大法院は2018年、強制動員被害者の慰謝料請求権は1965年の韓日請求権協定の適用対象に該当しないとして、責任のある日本企業が慰謝料を賠償しなければならないと判決しました。しかし、日本政府は強制動員被害者の賠償問題は韓日請求権協定で解決したと主張し続け、当該日本企業も賠償金の支払いを拒否しています。  

□強制動員被害の賠償問題は単に金銭的な債権・債務の問題ではありません。人権侵害の事実を認めて謝罪することを通じた被害者の人間の尊厳の回復に関する問題です。日本企業と日本政府が日帝強占期の強制動員などの不法行為を認め、被害者とその家族に謝罪することは、被害回復と和解、韓日両国の未来志向的な協力関係構築のために不可欠です。

□しかし不幸にも、最近の数年間の日本政府と企業のこの問題に関する発言と行動は人権侵害行為の重大性を認識して責任を負う態度として望ましいものではありませんでした。
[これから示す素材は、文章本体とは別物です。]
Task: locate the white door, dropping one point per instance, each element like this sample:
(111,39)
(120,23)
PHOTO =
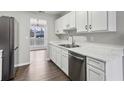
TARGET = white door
(94,74)
(81,21)
(98,21)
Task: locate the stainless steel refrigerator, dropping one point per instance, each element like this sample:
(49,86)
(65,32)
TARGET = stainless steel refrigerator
(8,45)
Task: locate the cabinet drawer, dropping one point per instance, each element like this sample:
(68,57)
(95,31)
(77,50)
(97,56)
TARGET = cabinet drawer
(65,52)
(96,63)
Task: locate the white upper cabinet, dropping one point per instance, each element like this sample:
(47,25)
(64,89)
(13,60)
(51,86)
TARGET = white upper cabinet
(87,21)
(69,20)
(59,26)
(98,21)
(81,21)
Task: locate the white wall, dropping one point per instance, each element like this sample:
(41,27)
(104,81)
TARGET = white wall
(23,19)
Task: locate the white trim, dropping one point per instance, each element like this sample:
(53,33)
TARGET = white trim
(22,64)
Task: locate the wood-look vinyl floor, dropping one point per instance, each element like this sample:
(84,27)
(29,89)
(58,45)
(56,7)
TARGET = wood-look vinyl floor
(40,69)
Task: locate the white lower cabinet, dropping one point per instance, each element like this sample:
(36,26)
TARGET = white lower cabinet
(94,74)
(59,57)
(64,61)
(95,71)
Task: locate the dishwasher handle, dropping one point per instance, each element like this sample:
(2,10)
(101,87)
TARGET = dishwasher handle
(80,58)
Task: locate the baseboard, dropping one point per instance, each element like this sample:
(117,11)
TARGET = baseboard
(22,64)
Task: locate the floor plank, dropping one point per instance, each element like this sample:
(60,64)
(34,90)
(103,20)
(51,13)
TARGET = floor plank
(40,69)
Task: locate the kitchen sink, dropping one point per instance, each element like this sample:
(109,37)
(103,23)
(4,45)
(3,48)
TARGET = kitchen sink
(69,45)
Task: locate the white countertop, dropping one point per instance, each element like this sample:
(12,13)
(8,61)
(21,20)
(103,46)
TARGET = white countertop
(98,51)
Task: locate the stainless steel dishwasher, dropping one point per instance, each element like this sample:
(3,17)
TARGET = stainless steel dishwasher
(77,67)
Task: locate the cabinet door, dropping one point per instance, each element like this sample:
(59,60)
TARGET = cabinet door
(0,68)
(112,21)
(81,21)
(57,26)
(94,74)
(64,63)
(58,59)
(69,20)
(98,21)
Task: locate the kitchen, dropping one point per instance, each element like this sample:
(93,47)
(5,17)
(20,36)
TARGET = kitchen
(83,45)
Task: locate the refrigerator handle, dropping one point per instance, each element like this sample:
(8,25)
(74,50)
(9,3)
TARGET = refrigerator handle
(16,48)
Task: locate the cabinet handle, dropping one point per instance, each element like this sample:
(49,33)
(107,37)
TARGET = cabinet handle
(67,25)
(86,27)
(90,26)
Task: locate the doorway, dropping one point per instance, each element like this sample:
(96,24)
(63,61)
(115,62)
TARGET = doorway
(38,34)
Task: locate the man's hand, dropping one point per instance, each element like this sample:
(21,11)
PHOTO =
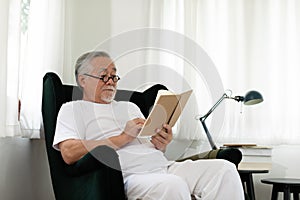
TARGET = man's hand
(162,138)
(133,127)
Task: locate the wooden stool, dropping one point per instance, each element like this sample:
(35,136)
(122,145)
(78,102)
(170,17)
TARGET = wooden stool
(285,185)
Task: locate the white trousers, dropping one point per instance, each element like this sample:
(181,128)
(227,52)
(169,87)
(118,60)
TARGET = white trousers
(212,179)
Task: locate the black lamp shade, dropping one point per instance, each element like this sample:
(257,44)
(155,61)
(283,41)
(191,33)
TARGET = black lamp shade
(253,97)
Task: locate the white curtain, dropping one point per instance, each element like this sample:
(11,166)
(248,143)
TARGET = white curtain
(254,45)
(26,58)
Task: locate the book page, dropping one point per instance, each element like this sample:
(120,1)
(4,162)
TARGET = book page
(162,112)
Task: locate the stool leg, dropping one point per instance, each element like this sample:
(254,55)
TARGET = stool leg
(287,193)
(274,192)
(250,187)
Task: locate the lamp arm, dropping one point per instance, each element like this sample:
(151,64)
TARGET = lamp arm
(224,96)
(203,118)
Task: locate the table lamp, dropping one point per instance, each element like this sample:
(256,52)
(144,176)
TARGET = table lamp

韓日両国間の財政的債権・債務関係を政治的合意で解決するために締結された韓日請求権協定で被害者個人に対する賠償問題が解決されたと主張するのは非常に不適切です。

□国連総会が2005年に採択した「国際人権法の重大な違反行為と国際人道法の深刻な違反行為の被害者救済と賠償に対する権利に関する基本原則とガイドライン」によれば、賠償には「事実と責任の承認を含む公式謝罪」、「被害者に対する記念と追悼」、「すべてのレベルの教育における違反行為についての正確な説明」が含まれなければなりません。国連拷問防止委員会も2012年、上記ガイドラインをもとに一般論評第3号を通じて、被害者が救済過程に参加することが被害者の尊厳回復のために重要であるとして、「被害者中心アプローチ」を強調しました。

□韓国政府がこの問題の解決に関心を持って努力することは望ましいとはいえ、人権侵害行為を加害者が認めることもなく、謝罪もないまま、しかも第三者弁済の方式で賠償問題が解決されたと評価することは非常に懸念すべきことです。強制動員被害者が同意しない方法の賠償は国際人権基準が強調する被害者中心アプローチに反することでもあります。

□強制動員被害者に対する賠償問題は人間の尊厳を回復するための重要な問題であるため、すべての対策は被害者が受ける感情的、心理的被害を考慮しなければなりません。韓日両国政府と責任のある日本企業が被害者中心で賠償問題を解決するよう促し、韓国政府は強制動員被害者が責任のある日本企業と日本政府から当然に受けるべき事実の承認と謝罪を受けられるよう、引き続き努力することを要請します。